During the step execution, MNE Python functions make_watershed_bem()
,
make_scalp_surfaces()
, make_bem_model()
and make_bem_solution()
are called to
construct subject's electromagnetic head model. These functions are extensively
documented in MNE Python package; specific parameters used can be found under
corresponding key for the bem_model
step in the
JSON configuration file. A one layer BEM conductor model
is used as we are dealing with the MEG-only data (see the bem_model/conductivity
key
setting).
Finally, MNE Python methods setup_source_space()
or setup_volume_source_space()
are called to create a surface- or volume-based source spaces.
If either BEM model or source space is already found in the subject's folder on the
MRI side, corresponding calculations will be performed once again or skipped, depending
on the value of the boolean flag bem_model/recalc_bem
.
The source code for this step is found in file bem_model.py.

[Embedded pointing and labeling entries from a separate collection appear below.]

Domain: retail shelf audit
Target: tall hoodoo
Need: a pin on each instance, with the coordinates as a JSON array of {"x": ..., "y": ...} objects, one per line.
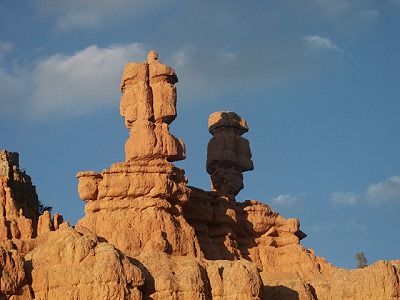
[
  {"x": 127, "y": 203},
  {"x": 148, "y": 105},
  {"x": 147, "y": 235}
]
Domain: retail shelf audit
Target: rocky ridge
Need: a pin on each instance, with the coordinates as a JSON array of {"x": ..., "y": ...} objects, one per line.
[{"x": 146, "y": 234}]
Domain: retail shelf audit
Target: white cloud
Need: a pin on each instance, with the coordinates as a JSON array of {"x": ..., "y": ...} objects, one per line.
[
  {"x": 386, "y": 191},
  {"x": 82, "y": 20},
  {"x": 397, "y": 2},
  {"x": 321, "y": 43},
  {"x": 344, "y": 198},
  {"x": 91, "y": 14},
  {"x": 5, "y": 48},
  {"x": 333, "y": 8},
  {"x": 343, "y": 224},
  {"x": 285, "y": 200},
  {"x": 67, "y": 85}
]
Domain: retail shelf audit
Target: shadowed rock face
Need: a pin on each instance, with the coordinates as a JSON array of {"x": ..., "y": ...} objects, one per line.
[
  {"x": 147, "y": 235},
  {"x": 228, "y": 154}
]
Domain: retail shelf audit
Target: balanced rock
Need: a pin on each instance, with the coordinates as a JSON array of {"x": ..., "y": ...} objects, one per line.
[{"x": 228, "y": 154}]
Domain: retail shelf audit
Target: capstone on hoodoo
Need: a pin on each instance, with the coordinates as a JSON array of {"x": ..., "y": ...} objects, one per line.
[{"x": 228, "y": 153}]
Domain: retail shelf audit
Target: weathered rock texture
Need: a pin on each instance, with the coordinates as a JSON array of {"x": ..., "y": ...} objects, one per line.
[
  {"x": 228, "y": 153},
  {"x": 147, "y": 235}
]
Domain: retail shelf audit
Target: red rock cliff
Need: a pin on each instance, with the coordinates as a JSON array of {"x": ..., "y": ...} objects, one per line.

At this step, minimum variance beamformer inverse solution is calculated and source reconstruction is performed, based on the BEM head conductor model and the source spaces created on the previous step.
First, if existing MRI->HEAD transformation file for the subject is not found in the output folder, automatic MRI/HEAD coregistration is performed using MNE Python Coregistration class methods.
Next, if existing forward solutions are not found in the output folder, those are
calculated for corresponding source space using MNE Python make_forward_solution()
utility, and saved to the .fif file. Existing forward solutions will still be
recalculated if boolean key src_rec/recalc_forward
is set to true
in the JSON
configuration file.
Then scalar minimum variance "SAM" beamformer source reconstruction is performed for each source in the source space, yielding arrays of source orientation vectors and beamformer weights vectors. Note that beamformer inverse solution uses full (i.e. signal plus noise) and noise only covariance matrices to localize the sources and to determine their orientations. These covariances are calculated differently depending on the type of the record.
For the task records the epochs are first created, centered around the "question start"
trigger events. The trigger codes for epoching are specified in the
src_rec/create_epochs/event_id
key. The epoch length, control and active
time intervals relative to the trigger are set by
src_rec/epochs/t_range,t_control,t_active
keys, respectively. In this case, the
noise covariance is calculated over the all control intervals, while the full
covariance - over all the active intervals.
For the resting state and naturalistic viewing records the noise covariance is constructed assuming that the noise is produced by Gaussian uncorrelated randomly oriented brain sources uniformly distributed over the source space. The full covariance is the MEG sensors data covariance matrix calculated over the whole record.
Finally, a single "combined" source time course is produced for each ROI using the PCA
approach. The set of ROIs to be used is controlled by the keys src_rec/atlas
and
src_rec/parcellations
. The ROI "centers of masses" and "combined" ROI beamformer
weight vectors are also calculated.
Currently the source time courses are returned in pseudo-Z units, which is controlled
by the src_rec/beam/units
setting in the JSON file (see get_beam_weights()
function
documentation for more information about units). Additionally, all time
courses are normalized on the global pseudo-Z value of the record, which is calculated
as a ratio of traces of the full covariance and the noise covariance
matrices. This is done to avoid statistical biases in group analyses that
can occur due to differences in signal to noise ratios in subject records.
The time courses are saved in HDF5 format files, together with: ROI names
and ROI centers information, the events found in the original record, the ROI
beamformer weights and the global pseudo-Z value for the corresponding
sensor data. Please refer to write_roi_time_courses(), read_roi_time_courses()
methods documentation for more details regarding the source time course HDF5
files.
The source code for this step is found in file src_rec.py.